Standard Deviation (Sample)
A measure of spread for a sample: s = sqrt[(1/(n-1)) Σ (xi − x̄)²].
Variance (Sample)
The square of the sample standard deviation: s².
Z-score
The number of standard deviations a value lies from the mean: z = (x − x̄)/s.
Percentile Rank
The percentage of observations that are less than or equal to a given value.
Five-Number Summary
Minimum, Q1, median, Q3, maximum of a data set.
Interquartile Range (IQR)
Q3 − Q1; the spread of the middle 50% of the data.
Box Plot
A graphical display of the five-number summary showing quartiles and median.
Stem-and-Leaf Plot
A data display that shows distribution while preserving the actual values.

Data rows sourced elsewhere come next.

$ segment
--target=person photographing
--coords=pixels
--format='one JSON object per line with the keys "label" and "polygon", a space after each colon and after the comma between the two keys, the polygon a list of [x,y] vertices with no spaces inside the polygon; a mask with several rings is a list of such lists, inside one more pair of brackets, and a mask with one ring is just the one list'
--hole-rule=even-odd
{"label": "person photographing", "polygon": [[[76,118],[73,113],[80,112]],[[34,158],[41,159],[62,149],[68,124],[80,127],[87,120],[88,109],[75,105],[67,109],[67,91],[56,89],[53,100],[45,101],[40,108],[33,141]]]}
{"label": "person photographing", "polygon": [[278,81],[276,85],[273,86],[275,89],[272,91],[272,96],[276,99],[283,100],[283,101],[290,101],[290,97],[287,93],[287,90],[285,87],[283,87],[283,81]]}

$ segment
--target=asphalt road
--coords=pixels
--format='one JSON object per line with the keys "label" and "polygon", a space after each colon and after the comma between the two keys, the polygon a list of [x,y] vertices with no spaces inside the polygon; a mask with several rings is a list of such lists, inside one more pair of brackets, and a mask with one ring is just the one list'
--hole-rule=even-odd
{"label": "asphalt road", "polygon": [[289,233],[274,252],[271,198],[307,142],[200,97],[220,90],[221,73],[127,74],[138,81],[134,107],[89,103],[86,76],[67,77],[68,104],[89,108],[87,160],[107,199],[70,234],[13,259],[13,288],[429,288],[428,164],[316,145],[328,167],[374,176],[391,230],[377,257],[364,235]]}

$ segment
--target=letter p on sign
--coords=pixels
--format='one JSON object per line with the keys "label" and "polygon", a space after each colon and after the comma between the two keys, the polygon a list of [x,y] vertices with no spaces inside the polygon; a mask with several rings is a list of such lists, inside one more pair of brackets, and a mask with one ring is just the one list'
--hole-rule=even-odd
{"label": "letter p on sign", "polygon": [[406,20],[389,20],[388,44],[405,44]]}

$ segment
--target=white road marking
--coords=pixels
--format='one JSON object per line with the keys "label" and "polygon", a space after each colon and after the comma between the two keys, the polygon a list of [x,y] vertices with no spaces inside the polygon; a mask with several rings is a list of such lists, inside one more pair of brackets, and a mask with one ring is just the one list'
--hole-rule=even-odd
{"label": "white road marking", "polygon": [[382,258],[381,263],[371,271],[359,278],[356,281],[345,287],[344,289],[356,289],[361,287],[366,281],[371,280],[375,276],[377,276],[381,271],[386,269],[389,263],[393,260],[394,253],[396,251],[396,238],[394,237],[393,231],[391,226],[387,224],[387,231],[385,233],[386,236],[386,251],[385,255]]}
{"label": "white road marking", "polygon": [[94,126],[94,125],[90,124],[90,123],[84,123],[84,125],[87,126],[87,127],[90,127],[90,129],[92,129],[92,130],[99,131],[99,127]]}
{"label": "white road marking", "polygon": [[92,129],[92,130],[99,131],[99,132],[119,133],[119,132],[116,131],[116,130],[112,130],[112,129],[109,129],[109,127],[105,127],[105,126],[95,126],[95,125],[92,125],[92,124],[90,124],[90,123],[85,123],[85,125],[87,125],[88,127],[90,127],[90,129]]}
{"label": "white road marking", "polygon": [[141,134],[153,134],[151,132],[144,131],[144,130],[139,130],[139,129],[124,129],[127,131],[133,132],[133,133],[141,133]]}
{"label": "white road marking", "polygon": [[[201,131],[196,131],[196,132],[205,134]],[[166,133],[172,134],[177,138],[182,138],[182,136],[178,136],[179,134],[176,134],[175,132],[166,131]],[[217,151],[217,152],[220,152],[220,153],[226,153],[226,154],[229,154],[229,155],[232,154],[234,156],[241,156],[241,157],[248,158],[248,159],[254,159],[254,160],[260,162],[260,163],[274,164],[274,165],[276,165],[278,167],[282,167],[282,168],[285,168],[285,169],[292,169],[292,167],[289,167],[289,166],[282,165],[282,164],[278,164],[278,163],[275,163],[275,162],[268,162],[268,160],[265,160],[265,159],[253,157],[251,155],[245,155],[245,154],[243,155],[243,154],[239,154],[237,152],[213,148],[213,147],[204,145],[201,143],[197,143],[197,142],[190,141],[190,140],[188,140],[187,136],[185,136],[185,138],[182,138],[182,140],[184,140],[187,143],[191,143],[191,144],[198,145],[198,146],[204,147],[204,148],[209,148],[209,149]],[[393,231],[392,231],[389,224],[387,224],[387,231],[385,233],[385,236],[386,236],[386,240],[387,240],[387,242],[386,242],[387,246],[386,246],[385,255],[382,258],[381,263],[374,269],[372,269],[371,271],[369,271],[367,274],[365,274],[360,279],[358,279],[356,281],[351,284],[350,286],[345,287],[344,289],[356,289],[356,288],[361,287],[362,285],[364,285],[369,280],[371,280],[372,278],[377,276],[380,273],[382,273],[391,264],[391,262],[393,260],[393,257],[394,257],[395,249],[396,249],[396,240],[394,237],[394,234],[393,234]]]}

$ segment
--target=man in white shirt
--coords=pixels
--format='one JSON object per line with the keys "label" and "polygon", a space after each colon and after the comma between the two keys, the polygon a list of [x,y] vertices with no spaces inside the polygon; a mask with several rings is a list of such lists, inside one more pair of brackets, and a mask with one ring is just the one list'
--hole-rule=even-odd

Normal Distribution (Bell-shaped)
A symmetric distribution determined by mean and standard deviation.
Empirical Rule (68-95-99.7)
In a normal distribution: ~68% within 1 sd, ~95% within 2 sd, ~99.7% within 3 sd.
Chebyshev's Inequality
For any distribution, at least 1 − 1/k² of data lie within k standard deviations of the mean.
Probability
A measure of how likely an event is, ranging from 0 to 1.
Complement Rule
P(Aᶜ) = 1 − P(A); the probability of the opposite of A.
Joint Probability
P(A ∩ B); the probability that both events occur.
Conditional Probability
P(A|B) = P(A ∩ B) / P(B); probability of A given B occurs.
Independence
Two events A and B are independent if P(A ∩ B) = P(A)P(B).
Union
P(A ∪ B); the probability that A or B (or both) occur.
Intersection
P(A ∩ B); the probability that both A and B occur.
Sample Space
The set of all possible outcomes of a random experiment.
Random Experiment
A process that yields outcomes with unpredictable results but well-defined probabilities.
Proportion
A part of the population with a given attribute, expressed as a fraction or percentage.
Binomial Distribution
Distribution of the number of successes in n independent Bernoulli trials with the same probability p.